TERNI - "Non vogliamo annunci, pretendiamo un piano industriale serio che finalmente faccia chiarezza sul futuro delle acciaierie di Terni": a dirlo e' il coordinatore nazionale del settore siderurgia dell'Ugl metalmeccanici, Daniele Francescangeli intervenendo sulla questione Ast.
 

"Abbiamo accolto con favore il 'ritorno' di ThyssenKrupp, nonostante il tira e molla di questi ultimi anni abbia imposto enormi sacrifici ai lavoratori - spiega il sindacalista in una nota -, ma non resteremo certo alla finestra a guardare".

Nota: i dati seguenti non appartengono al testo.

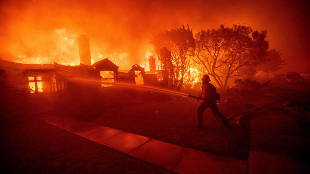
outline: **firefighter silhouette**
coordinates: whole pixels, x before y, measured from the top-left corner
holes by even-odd
[[[210,83],[210,77],[208,74],[205,74],[202,77],[202,91],[200,96],[200,98],[204,100],[204,102],[200,105],[198,110],[198,127],[203,128],[204,112],[208,107],[211,108],[212,111],[216,117],[220,120],[228,127],[230,127],[228,120],[224,116],[223,114],[220,111],[216,105],[216,100],[220,100],[220,94],[216,92],[216,88]]]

In merito alla lettera inviata dai vertici del gruppo tedesco ai dipendenti dopo avere riacquistato ufficialmente lo stabilimento, secondo l'Ugl "e' fumosa e non chiarisce cosa accadra' ora che l'operazione di trasferimento di Ast, Vdm, il Tubificio di Terni e gli altri servizi da parte di Outokumpu si e' conclusa".
 

"Chiediamo quindi a ThyssenKrupp - conclude Francescangeli - di convocare i sindacati il prima possibile: tornando a Terni, il gruppo tedesco ritrova gli stessi sindacati con cui si e' confrontato in passato e che conosce bene, sempre piu' determinati a non fare sconti sulle prospettive future di un
polo industriale con una storia e una tradizione di 130 anni".